And if you just skimmed thru the description text and don't have time for this so far, no worries - I just wanted to record my ideas before holiday time is over and I need to go back to work stuff and thus risk losing some details.

@pfalcon
Copy link
Contributor Author

pfalcon commented Jan 2, 2014

For the 99% of string operations with MicroPython they could be done on the ASCII range

I don't know where that 99% comes from. Anyone whose language is not based on Latin script will tell you that's not true. Heck, even my HD7780 LCD has chargen with 256 chars, with Cyrillic or Chinese symbols.

On the other hand, it's possible to do 80% of all operations on any encoding (including Unicode) with just 8bit-clean strings. If you add strlen operation for a particular encoding - as a separate function - you can cover 90%. Add substr for a particular encoding and that covers 95% of all operations. And that all without forcing a particular encoding on everyone (even if it's Unicode). But Python3 forced Unicode on everyone, and now for MicroPython that choice needs to be worked around, and I personally don't find workaround of forcing ASCII as "optimization" to be good at all.

@piranna
Copy link

piranna commented Jan 2, 2014

For the 99% of string operations with MicroPython they could be done on
the ASCII range

I don't know where that 99% comes from. Anyone whose language is not based
on Latin script will tell you that's not true. Heck, even my HD7780 LCD has
chargen with 256 chars, with Cyrillic or Chinese symbols.

I admit 99% is an arbitrary number, but your 80% is totally acceptable.
English is the current lingua-franca, and it can be represented just by
ASCII characters. Except when dealing directly with localiced UIs, it's
perfectly acceptable to just use english (ASCII) for the strings used
inside MicroPython, and if needed to use full Unicode, you could check
about if the speed is acceptable or it makes more sense to generate the
localiced strings outside of the microcontroler (for example, dispatch JSON
objects and generate the location on a desktop, or dispatch the english
strings and translate later with gettext).

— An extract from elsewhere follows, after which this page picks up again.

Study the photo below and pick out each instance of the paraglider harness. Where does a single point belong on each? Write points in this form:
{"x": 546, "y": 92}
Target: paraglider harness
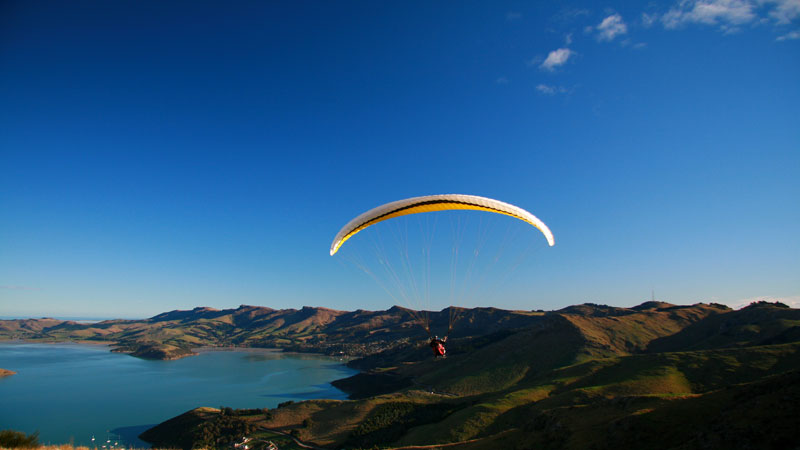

"Si quieres viajar alrededor del mundo y ser invitado a hablar en un monton
de sitios diferentes, simplemente escribe un sistema operativo Unix."
– Linus Tordvals, creador del sistema operativo Linux

@dpgeorge
Copy link
Member

dpgeorge commented Jan 5, 2014

@pfalcon yes, I agree to using varlen encoding in qstrs.

Can't qstrs be used to just store an array of bytes? And not care about the encoding? A qstr would be: (bytelen,hash,data), with bytelen encoded as a variable length integer. The data is just bytes.

Different string representations (ASCII, UTF-8, 16-bit, 32-bit) would then be represented by the Python object. You would probably just compile with 1 particular representation.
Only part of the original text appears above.